Using R, build a multiple regression model for data that interests you. Include in this model at least one quadratic term, one dichotomous term, and one dichotomous vs. quantitative interaction term. Interpret all coefficients. Conduct residual analysis. Was the linear model appropriate? Why or why not?
#Loading data from CSV file
data <- read.csv("C:/Users/aleja/Desktop/forestfires.csv")
#View of the first few rows of dataset
head(data)## X Y month day FFMC DMC DC ISI temp RH wind rain area
## 1 7 5 mar fri 86.2 26.2 94.3 5.1 8.2 51 6.7 0.0 0
## 2 7 4 oct tue 90.6 35.4 669.1 6.7 18.0 33 0.9 0.0 0
## 3 7 4 oct sat 90.6 43.7 686.9 6.7 14.6 33 1.3 0.0 0
## 4 8 6 mar fri 91.7 33.3 77.5 9.0 8.3 97 4.0 0.2 0
## 5 8 6 mar sun 89.3 51.3 102.2 9.6 11.4 99 1.8 0.0 0
## 6 8 6 aug sun 92.3 85.3 488.0 14.7 22.2 29 5.4 0.0 0
## 'data.frame': 517 obs. of 13 variables:
## $ X : int 7 7 7 8 8 8 8 8 8 7 ...
## $ Y : int 5 4 4 6 6 6 6 6 6 5 ...
## $ month: chr "mar" "oct" "oct" "mar" ...
## $ day : chr "fri" "tue" "sat" "fri" ...

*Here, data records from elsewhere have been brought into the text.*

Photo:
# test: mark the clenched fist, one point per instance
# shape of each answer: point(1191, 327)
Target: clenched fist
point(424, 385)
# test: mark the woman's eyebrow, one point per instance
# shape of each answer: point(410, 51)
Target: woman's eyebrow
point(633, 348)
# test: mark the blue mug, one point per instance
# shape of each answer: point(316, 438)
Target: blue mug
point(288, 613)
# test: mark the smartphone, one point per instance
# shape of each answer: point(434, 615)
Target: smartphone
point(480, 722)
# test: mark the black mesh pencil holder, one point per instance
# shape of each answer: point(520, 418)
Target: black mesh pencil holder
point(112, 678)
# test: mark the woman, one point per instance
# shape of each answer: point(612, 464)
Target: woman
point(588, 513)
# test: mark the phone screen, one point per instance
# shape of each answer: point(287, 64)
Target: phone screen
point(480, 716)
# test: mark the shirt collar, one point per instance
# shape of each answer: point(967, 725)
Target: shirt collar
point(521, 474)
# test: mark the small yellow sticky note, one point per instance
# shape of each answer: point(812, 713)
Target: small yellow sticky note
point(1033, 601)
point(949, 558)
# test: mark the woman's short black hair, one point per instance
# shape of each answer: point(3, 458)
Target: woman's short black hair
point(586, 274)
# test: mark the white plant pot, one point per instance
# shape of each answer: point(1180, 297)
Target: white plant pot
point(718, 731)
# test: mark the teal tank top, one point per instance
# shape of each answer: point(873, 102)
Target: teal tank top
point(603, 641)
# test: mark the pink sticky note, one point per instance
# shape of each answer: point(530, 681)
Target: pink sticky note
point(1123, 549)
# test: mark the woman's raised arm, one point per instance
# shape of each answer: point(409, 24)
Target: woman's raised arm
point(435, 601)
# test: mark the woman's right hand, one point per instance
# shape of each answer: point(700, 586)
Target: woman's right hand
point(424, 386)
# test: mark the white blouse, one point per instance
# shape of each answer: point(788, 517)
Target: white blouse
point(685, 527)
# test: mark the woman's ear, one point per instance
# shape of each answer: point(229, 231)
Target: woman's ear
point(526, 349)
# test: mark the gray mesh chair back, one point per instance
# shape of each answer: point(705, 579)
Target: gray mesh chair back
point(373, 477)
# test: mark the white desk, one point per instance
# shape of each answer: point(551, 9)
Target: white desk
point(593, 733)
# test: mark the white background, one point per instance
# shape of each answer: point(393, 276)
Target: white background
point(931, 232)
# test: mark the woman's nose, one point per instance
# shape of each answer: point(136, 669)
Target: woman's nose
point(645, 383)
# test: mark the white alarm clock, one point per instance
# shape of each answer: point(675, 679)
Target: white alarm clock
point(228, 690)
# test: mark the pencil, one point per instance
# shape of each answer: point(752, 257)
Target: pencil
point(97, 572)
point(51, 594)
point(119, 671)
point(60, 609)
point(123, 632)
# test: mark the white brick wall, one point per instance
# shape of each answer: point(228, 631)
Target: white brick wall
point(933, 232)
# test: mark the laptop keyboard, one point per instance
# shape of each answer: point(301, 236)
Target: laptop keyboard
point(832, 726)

## $ FFMC : num 86.2 90.6 90.6 91.7 89.3 92.3 92.3 91.5 91 92.5 ...
## $ DMC : num 26.2 35.4 43.7 33.3 51.3 ...
## $ DC : num 94.3 669.1 686.9 77.5 102.2 ...
## $ ISI : num 5.1 6.7 6.7 9 9.6 14.7 8.5 10.7 7 7.1 ...
## $ temp : num 8.2 18 14.6 8.3 11.4 22.2 24.1 8 13.1 22.8 ...
## $ RH : int 51 33 33 97 99 29 27 86 63 40 ...
## $ wind : num 6.7 0.9 1.3 4 1.8 5.4 3.1 2.2 5.4 4 ...
## $ rain : num 0 0 0 0.2 0 0 0 0 0 0 ...
## $ area : num 0 0 0 0 0 0 0 0 0 0 ...
#Fitting the multiple regression model with log-transformed response variable
model <- lm(log(area + 1) ~ FFMC + DMC + DC + ISI + temp + RH + wind + rain, data = data)
#Summary of the model
summary(model)##
## Call:
## lm(formula = log(area + 1) ~ FFMC + DMC + DC + ISI + temp + RH +
## wind + rain, data = data)
##
## Residuals:
## Min 1Q Median 3Q Max
## -1.5203 -1.1129 -0.6158 0.8787 5.7121
##
## Coefficients:
## Estimate Std. Error t value Pr(>|t|)
## (Intercept) 0.2224140 1.3604350 0.163 0.870
## FFMC 0.0077082 0.0144884 0.532 0.595
## DMC 0.0011915 0.0014642 0.814 0.416
## DC 0.0002737 0.0003570 0.767 0.444
## ISI -0.0239494 0.0169248 -1.415 0.158
## temp 0.0024618 0.0172593 0.143 0.887
## RH -0.0051729 0.0051889 -0.997 0.319
## wind 0.0757669 0.0366155 2.069 0.039 *
## rain 0.0965122 0.2121461 0.455 0.649
## ---
## Signif. codes: 0 '***' 0.001 '**' 0.01 '*' 0.05 '.' 0.1 ' ' 1
##
## Residual standard error: 1.395 on 508 degrees of freedom
## Multiple R-squared: 0.01988, Adjusted R-squared: 0.004446
## F-statistic: 1.288 on 8 and 508 DF, p-value: 0.2472
Residual analysis
Conclusion:
The linear regression model attempted with the forest fires dataset showed that only the wind variable had a statistically significant effect on the log-transformed area burned, with all other predictors not being statistically significant. However, the residual analysis revealed violations of key assumptions of linear regression, including heteroscedasticity and deviation from normality in the residuals.